Genetics ethicist Prof. Michael Burgess of Graduate Studies is said to epitomize the interdisciplinary vision of the faculty. Graduate students from areas ranging from nursing to philosophy say Burgess shows that ethics is not just about theorizing, but how we live.

Revolutionizing the way in which conversational Italian is taught at UBC is how students describe the work of Luisa Canuto, sessional instructor in French, Hispanic and Italian Studies.

Forestry Assoc. Prof. Scott Hinch passionately believes that students must become stewards of all natural resources, not just trees. He was instrumental in expanding the aquatic ecology and fisheries conservation curriculum.

Serguei Novocelskii, a sessional instructor in the Dept. of Mathematics, was an award-winning university teacher in Russia who has given many UBC students a mathematical awakening, helped them overcome anxieties and develop a passion for mathematics.

Asian Studies Prof. Daniel Overmyer has been known to conduct tutorials on Chinese funeral practices from his sickbed and is respected by students for his promotion of empathetic thinking.

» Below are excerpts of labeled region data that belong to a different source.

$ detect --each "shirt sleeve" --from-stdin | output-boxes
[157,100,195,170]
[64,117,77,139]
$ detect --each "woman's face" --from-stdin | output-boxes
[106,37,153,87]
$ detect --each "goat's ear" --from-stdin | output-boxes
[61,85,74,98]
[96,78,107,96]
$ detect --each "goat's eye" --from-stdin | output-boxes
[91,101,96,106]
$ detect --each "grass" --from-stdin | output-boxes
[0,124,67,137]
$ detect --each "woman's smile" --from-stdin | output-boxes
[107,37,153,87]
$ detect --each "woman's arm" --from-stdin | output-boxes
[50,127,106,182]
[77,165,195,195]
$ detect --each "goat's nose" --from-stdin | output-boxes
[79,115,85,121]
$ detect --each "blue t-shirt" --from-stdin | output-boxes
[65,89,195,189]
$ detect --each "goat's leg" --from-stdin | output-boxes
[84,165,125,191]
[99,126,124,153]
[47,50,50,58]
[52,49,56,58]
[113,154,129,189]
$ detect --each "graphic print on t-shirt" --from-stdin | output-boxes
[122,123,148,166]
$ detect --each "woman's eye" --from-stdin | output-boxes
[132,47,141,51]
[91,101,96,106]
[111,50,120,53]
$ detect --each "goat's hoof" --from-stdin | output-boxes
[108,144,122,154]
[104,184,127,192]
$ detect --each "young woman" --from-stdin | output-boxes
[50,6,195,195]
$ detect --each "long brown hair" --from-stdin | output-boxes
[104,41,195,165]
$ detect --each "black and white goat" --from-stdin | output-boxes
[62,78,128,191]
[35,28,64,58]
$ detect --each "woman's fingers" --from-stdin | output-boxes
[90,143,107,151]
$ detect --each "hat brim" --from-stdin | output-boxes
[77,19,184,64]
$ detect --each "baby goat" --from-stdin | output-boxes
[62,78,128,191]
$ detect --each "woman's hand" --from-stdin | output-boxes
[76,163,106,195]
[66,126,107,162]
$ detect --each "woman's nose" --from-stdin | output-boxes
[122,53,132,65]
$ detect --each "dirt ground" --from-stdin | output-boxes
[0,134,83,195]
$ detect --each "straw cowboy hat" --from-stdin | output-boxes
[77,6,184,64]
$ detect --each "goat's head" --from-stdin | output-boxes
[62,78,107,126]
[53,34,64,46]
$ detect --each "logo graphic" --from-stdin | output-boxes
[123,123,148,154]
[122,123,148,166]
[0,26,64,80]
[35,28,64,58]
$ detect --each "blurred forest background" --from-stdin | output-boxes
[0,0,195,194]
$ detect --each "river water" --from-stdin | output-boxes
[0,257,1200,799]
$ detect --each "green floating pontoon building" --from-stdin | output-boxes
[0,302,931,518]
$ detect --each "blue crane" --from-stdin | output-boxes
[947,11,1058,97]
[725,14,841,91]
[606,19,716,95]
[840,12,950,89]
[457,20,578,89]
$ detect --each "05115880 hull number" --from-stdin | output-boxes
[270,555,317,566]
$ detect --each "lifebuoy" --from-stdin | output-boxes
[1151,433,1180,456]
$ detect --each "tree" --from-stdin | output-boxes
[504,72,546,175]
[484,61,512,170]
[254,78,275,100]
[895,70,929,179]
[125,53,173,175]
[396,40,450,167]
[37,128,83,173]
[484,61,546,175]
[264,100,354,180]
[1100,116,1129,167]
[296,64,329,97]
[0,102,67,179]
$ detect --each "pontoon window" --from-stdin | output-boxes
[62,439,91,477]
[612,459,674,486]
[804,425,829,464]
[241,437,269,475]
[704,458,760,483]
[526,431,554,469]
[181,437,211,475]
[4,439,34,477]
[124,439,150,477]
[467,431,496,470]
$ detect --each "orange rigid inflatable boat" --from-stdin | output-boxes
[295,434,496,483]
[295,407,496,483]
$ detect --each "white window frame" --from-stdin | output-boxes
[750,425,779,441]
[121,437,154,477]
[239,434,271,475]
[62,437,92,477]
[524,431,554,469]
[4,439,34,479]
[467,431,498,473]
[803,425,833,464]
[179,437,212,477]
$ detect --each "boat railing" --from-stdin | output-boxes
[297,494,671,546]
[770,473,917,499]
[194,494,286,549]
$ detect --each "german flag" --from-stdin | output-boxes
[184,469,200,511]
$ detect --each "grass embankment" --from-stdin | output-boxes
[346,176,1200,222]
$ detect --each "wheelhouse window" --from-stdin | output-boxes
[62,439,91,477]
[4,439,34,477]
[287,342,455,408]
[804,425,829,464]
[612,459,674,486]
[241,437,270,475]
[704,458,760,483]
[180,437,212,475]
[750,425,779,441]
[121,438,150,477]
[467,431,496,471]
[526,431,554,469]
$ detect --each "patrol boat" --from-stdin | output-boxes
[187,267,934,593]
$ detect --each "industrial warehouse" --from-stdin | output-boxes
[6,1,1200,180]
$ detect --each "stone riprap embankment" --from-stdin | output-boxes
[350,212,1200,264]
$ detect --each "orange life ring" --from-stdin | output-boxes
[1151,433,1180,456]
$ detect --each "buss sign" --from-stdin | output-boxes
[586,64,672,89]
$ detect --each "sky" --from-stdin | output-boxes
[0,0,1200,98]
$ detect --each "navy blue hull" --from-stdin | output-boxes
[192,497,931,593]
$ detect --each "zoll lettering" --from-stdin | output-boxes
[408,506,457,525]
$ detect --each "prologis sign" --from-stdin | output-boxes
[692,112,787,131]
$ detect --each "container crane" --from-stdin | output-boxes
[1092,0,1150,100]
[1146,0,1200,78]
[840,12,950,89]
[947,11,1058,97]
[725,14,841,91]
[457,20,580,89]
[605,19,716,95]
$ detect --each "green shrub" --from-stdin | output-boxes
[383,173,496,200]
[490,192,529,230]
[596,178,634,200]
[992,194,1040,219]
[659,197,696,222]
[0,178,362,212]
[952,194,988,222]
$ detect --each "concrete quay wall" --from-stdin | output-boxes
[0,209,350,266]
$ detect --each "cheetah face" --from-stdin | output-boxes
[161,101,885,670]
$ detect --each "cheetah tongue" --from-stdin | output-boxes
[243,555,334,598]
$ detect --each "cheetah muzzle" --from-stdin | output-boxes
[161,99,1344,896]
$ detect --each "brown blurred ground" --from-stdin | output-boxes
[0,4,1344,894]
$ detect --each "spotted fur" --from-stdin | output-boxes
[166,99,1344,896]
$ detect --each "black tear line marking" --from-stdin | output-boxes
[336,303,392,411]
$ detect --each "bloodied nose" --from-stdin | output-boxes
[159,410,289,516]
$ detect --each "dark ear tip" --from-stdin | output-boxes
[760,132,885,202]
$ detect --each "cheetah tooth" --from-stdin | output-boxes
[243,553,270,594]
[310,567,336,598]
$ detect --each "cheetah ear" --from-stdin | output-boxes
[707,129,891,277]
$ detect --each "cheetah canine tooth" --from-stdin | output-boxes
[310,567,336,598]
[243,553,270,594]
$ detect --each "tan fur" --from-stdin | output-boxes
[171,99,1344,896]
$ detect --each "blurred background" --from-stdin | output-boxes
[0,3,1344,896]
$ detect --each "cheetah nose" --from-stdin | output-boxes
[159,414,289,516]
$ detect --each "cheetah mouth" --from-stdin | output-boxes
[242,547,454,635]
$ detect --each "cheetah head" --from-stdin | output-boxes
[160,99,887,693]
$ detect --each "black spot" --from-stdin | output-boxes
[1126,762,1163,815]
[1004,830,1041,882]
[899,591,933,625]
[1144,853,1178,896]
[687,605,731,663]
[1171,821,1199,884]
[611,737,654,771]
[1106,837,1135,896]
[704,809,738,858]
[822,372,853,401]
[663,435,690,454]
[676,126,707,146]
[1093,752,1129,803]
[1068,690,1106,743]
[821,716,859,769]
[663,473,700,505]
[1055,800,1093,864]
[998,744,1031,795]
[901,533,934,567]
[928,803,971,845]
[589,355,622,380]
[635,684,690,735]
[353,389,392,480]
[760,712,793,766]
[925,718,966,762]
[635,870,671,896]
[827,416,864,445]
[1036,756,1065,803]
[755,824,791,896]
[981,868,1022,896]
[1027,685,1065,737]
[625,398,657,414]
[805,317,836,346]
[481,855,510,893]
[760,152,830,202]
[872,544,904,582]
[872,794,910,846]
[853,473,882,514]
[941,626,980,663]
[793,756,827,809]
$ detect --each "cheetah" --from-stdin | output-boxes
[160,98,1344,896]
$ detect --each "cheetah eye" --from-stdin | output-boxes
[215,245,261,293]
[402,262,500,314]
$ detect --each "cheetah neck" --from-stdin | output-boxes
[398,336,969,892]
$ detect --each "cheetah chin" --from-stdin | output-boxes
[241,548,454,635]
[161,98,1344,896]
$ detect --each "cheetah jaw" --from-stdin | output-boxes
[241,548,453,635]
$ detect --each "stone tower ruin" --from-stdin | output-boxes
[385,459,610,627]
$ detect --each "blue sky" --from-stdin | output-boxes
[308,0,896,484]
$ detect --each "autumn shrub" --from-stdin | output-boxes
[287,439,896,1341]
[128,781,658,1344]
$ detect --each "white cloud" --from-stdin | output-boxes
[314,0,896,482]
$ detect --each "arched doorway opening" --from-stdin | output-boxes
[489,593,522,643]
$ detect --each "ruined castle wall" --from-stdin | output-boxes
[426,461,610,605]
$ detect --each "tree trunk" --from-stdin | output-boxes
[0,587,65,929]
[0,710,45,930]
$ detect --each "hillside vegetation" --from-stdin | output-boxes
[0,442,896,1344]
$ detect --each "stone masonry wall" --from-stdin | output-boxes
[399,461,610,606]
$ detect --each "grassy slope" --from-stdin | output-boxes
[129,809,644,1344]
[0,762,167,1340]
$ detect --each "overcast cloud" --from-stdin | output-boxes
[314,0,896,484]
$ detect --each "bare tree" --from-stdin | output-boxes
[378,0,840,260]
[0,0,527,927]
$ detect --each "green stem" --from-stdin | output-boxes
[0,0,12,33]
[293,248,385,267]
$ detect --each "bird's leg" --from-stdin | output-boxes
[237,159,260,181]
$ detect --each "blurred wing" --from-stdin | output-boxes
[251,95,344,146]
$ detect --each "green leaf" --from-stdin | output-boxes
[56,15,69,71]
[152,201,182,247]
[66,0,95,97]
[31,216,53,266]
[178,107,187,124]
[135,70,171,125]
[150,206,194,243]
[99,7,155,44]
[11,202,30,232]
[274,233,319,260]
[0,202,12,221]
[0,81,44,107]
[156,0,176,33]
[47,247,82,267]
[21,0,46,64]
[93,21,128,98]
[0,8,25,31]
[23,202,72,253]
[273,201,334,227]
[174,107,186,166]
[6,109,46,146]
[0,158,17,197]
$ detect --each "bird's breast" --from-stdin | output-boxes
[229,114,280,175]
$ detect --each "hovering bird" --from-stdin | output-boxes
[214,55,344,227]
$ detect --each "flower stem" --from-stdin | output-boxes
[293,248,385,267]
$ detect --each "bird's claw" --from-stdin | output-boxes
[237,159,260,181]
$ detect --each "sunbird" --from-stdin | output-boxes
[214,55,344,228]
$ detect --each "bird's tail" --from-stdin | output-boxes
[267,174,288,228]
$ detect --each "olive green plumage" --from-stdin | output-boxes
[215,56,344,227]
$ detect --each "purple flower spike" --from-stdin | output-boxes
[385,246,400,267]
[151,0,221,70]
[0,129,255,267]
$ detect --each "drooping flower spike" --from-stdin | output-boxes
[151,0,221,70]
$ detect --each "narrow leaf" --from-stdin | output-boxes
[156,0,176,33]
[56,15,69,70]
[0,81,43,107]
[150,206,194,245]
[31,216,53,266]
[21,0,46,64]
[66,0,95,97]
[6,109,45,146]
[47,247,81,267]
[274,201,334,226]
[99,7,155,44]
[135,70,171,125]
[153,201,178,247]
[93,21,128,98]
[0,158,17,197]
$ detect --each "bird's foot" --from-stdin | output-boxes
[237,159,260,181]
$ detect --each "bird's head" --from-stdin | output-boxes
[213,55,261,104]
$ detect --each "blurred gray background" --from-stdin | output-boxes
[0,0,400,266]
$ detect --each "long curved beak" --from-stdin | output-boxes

Other Killam Teaching Prize recipients for 2000 include:

Faculty of Applied Science: Avrum Soudack, Electrical and Computer Engineering; Kevin Smith, Chemical Engineering * Faculty of Arts: Thomas Kemple, Anthropology and Sociology; Peter Loeffler, Theatre, Film and Creative Writing; Robert McDonald, History * Faculty of Commerce and Business Administration: Keith Head * Faculty of Dentistry: Edward Putnins, Oral Biological and Medical Sciences * Faculty of Education: Marilyn Chapman, Language and Literacy Education; Linda Farr Darling, Curriculum Studies * Faculty of Graduate Studies: Kenneth Craig, Psychology * Faculty of Law: Liz Edinger, associate dean * Faculty of Medicine: Andrew Seal, Surgery; Niamh Kelly, Pathology and Laboratory Medicine * Faculty of Pharmaceutical Sciences: Mary Ensom * Faculty of Science: Geoffrey Herring, Chemistry; Philip Loewen, Mathematics.